All in all, this should work for you now (a bit more elegant, and only dealing with HTML):

    <preParseHandlers>
      <transformer class="com.norconex.importer.handler.transformer.impl.StripBetweenTransformer" inclusive="true">
        <stripBetween>
          <start><![CDATA[<body>]]></start>
          <end><![CDATA[<!-- START -->]]></end>
        </stripBetween>
        <stripBetween>
          <start><![CDATA[<!-- END -->]]></start>
          <end><![CDATA[<!-- START -->]]></end>
        </stripBetween>
        <stripBetween>
          <start><![CDATA[<!-- END -->]]></start>
          <end><![CDATA[</body>]]></end>
        </stripBetween>
        <restrictTo field="document.contentType">text/html</restrictTo>
      </transformer> 

    </preParseHandlers>

Please give it a try by replacing the norconex-importerXXX.jar you have under lib with the snapshot found in the link above and confirm.

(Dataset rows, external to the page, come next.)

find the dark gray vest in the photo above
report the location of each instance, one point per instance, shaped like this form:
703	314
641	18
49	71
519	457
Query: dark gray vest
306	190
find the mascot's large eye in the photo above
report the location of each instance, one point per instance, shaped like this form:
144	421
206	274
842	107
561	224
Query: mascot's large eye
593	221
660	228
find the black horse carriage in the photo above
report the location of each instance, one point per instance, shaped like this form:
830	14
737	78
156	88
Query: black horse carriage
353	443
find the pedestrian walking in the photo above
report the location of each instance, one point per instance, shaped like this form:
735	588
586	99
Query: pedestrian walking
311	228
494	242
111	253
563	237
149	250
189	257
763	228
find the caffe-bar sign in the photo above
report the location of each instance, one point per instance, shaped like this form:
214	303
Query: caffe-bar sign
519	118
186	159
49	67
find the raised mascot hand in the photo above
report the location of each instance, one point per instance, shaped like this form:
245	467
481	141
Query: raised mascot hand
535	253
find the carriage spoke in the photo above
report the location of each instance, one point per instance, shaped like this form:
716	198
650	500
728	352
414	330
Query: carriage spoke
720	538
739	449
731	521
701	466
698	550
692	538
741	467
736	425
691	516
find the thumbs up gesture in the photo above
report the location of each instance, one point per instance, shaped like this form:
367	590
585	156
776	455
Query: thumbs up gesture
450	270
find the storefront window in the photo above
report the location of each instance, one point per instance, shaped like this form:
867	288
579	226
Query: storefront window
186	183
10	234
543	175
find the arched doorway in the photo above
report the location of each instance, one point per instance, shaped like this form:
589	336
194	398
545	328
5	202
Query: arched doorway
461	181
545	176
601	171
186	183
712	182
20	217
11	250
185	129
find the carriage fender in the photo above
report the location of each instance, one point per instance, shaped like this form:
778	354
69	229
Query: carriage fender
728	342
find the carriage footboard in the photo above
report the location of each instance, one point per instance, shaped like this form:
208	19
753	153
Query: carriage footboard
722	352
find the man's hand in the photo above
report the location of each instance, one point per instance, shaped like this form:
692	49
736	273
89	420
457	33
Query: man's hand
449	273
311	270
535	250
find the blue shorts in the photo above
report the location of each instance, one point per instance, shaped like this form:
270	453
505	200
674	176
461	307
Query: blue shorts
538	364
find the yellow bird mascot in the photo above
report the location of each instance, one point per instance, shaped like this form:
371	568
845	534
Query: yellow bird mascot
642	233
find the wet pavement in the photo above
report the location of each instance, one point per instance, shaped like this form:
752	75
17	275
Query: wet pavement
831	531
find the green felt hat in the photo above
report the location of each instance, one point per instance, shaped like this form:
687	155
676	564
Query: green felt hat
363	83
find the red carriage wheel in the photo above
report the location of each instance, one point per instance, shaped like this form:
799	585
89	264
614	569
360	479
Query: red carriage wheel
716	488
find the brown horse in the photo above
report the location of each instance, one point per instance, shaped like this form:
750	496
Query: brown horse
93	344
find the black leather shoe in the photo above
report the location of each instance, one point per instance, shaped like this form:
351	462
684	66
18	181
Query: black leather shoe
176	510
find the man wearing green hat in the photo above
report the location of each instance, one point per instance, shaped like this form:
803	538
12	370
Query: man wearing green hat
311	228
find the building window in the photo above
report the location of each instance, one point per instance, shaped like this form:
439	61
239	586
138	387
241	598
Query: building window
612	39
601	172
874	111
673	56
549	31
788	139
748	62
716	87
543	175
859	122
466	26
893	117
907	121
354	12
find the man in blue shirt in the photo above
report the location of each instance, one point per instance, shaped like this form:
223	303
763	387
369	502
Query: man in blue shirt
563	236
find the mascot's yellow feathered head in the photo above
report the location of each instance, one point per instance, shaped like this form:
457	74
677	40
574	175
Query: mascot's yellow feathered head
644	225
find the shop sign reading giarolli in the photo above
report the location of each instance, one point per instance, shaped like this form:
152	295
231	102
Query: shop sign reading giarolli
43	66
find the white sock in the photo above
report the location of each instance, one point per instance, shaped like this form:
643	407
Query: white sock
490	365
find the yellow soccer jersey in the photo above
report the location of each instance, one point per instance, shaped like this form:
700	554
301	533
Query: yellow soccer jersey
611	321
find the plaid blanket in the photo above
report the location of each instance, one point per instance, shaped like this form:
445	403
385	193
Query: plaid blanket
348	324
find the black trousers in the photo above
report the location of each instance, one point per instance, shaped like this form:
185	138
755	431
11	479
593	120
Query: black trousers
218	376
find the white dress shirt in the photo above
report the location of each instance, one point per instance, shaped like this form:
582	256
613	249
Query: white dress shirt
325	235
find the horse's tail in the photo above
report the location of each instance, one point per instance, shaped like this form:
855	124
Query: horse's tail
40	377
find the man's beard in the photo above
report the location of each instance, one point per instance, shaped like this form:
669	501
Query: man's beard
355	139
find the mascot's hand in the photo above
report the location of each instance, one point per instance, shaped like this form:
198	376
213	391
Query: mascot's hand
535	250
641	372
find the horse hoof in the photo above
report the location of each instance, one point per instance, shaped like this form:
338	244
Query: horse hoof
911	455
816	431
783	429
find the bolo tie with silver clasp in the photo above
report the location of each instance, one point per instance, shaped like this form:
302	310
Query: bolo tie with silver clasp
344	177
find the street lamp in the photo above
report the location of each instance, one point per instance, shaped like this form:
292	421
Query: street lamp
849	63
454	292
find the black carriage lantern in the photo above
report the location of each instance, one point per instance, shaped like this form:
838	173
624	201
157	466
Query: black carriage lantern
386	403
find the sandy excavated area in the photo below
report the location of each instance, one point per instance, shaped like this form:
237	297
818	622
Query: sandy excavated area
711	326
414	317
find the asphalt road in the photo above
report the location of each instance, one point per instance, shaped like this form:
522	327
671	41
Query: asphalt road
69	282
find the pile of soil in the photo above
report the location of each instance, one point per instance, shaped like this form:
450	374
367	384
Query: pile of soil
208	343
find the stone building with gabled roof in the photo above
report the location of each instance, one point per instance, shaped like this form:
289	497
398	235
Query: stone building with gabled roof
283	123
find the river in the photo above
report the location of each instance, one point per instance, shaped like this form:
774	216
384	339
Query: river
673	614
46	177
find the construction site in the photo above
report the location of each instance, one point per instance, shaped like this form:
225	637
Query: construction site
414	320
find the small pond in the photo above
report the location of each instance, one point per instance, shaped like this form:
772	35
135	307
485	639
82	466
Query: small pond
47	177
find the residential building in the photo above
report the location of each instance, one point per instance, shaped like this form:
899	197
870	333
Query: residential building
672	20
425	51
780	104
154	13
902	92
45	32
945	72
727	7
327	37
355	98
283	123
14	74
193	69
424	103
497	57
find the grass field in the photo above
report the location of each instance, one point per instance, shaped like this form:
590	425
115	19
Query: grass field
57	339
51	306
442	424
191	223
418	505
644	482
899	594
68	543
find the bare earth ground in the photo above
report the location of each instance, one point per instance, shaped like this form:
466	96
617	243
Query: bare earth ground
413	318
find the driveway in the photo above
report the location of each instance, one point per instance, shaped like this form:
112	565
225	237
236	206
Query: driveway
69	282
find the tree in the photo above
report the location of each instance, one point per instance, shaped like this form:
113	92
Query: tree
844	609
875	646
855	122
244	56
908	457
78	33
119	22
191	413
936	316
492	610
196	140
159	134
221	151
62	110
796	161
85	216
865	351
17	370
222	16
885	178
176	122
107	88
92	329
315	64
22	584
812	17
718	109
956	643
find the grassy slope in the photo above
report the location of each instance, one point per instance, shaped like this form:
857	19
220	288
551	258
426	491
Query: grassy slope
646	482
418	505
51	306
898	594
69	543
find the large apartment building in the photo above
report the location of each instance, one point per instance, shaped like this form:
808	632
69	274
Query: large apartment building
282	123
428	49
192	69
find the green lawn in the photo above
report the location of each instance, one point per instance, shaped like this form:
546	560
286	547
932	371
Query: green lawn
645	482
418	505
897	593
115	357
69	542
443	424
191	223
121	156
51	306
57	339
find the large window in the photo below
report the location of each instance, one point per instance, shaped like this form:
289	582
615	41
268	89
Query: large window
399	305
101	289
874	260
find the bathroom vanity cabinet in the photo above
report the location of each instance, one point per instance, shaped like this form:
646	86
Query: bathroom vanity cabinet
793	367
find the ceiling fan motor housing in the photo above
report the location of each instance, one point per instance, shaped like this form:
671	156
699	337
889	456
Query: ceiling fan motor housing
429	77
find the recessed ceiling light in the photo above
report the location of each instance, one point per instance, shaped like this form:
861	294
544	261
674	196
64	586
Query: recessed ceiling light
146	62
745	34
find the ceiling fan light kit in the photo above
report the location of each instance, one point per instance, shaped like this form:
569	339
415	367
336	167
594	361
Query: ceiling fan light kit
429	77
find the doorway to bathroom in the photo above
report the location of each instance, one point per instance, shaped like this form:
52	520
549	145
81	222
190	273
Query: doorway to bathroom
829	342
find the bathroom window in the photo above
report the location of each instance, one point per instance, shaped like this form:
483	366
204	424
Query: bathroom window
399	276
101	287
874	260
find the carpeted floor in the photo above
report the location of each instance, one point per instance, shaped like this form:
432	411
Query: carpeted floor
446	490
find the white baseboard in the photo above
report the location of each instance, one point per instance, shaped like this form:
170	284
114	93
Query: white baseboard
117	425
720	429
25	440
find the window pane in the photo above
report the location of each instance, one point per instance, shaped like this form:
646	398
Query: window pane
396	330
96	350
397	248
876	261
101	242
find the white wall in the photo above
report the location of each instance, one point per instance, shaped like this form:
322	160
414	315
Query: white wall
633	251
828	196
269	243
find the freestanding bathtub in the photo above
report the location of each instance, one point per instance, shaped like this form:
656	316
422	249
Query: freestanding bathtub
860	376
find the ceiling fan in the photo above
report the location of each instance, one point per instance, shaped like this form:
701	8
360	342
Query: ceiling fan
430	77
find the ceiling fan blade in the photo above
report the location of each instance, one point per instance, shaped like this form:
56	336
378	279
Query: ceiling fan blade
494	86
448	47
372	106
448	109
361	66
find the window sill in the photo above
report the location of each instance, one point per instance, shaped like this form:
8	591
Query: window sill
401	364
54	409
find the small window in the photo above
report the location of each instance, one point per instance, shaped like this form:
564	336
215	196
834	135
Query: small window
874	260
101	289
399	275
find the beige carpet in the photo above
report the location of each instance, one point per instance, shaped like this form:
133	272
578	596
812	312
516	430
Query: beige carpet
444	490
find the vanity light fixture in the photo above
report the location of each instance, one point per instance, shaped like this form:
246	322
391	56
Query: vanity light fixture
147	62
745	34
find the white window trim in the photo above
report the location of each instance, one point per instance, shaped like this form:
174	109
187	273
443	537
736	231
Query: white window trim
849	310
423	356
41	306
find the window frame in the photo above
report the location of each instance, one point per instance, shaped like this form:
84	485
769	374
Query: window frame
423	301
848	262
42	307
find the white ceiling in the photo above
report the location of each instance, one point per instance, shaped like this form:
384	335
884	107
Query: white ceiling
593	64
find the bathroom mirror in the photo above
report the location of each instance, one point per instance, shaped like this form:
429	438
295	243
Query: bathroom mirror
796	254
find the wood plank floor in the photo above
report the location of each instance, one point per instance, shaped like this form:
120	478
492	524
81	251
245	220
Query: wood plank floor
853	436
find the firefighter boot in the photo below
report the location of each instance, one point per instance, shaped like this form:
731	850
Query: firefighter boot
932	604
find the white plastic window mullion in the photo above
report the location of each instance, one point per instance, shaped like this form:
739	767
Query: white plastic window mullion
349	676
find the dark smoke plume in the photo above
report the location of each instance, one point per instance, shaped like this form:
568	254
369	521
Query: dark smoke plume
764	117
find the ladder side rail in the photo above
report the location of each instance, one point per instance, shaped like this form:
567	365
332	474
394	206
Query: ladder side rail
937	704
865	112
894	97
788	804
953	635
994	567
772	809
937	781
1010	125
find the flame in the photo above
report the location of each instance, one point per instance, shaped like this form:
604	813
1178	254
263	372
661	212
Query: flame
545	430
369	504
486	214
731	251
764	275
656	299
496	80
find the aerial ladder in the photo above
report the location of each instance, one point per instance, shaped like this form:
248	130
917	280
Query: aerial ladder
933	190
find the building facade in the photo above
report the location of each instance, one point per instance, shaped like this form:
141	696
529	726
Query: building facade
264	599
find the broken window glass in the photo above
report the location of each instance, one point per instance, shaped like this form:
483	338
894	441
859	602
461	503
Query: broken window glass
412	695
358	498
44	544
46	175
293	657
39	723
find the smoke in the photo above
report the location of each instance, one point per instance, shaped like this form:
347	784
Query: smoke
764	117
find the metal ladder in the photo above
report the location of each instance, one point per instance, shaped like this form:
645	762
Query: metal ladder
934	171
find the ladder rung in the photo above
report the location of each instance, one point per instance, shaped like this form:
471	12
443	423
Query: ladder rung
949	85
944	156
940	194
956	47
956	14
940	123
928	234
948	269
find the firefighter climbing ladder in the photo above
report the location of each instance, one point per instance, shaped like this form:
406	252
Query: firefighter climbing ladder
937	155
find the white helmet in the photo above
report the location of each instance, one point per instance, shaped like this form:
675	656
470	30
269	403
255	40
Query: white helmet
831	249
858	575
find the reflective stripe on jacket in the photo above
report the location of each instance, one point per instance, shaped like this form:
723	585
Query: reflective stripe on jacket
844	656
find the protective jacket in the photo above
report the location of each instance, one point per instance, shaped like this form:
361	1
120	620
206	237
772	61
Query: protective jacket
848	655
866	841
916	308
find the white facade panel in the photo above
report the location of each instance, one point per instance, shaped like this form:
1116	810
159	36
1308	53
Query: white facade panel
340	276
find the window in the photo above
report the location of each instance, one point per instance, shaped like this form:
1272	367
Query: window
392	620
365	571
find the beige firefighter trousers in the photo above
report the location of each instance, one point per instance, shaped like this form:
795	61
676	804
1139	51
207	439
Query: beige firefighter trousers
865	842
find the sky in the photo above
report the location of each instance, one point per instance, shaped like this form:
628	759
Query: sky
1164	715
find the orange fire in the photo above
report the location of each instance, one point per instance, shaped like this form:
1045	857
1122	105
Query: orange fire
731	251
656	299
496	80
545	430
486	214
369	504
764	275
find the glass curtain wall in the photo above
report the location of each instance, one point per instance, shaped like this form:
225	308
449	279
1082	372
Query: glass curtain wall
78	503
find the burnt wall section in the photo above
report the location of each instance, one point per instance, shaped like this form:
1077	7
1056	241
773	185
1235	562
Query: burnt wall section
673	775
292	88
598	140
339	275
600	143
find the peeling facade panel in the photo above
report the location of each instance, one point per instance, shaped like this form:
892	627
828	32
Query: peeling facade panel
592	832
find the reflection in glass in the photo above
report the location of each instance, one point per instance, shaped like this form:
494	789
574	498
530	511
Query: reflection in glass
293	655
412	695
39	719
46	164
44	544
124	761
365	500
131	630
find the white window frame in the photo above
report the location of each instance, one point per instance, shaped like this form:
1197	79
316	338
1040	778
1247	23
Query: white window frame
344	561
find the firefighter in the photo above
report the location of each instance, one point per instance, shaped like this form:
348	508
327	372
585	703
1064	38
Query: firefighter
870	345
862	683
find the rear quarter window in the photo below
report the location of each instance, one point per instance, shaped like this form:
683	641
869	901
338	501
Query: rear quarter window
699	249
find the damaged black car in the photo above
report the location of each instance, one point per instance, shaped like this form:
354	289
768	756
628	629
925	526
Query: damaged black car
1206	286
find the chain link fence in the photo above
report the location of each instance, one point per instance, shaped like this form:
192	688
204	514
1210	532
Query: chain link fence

If all works fine for you I will make it an actual Importer release with the fix.

essiembre commented 8 years ago

FYI, I just updated the importer snapshot release to now log a warning if the character encoding cannot be detected when using character-based transformers. With the importer module, if a charset cannot be detected, it more than likely means you are dealing with a binary file. The warning will highlight this, and suggest options, making it easier to troubleshoot.

V3RITAS commented 8 years ago

Hi Pascal,

I've changed my pre parse handler config according to your proposal and replaced the norconex-importerXXX.jar with the one from the snapshot. Works perfectly and exactly how I need it. :)

I also checked your warning message by removing the restrictTo tag and it also works fine.

I guess this ticket can be marked as closed now. Thank you very much for your great support!

essiembre commented 8 years ago

Thanks for confirming! Importer 2.5.1 has just been formally released.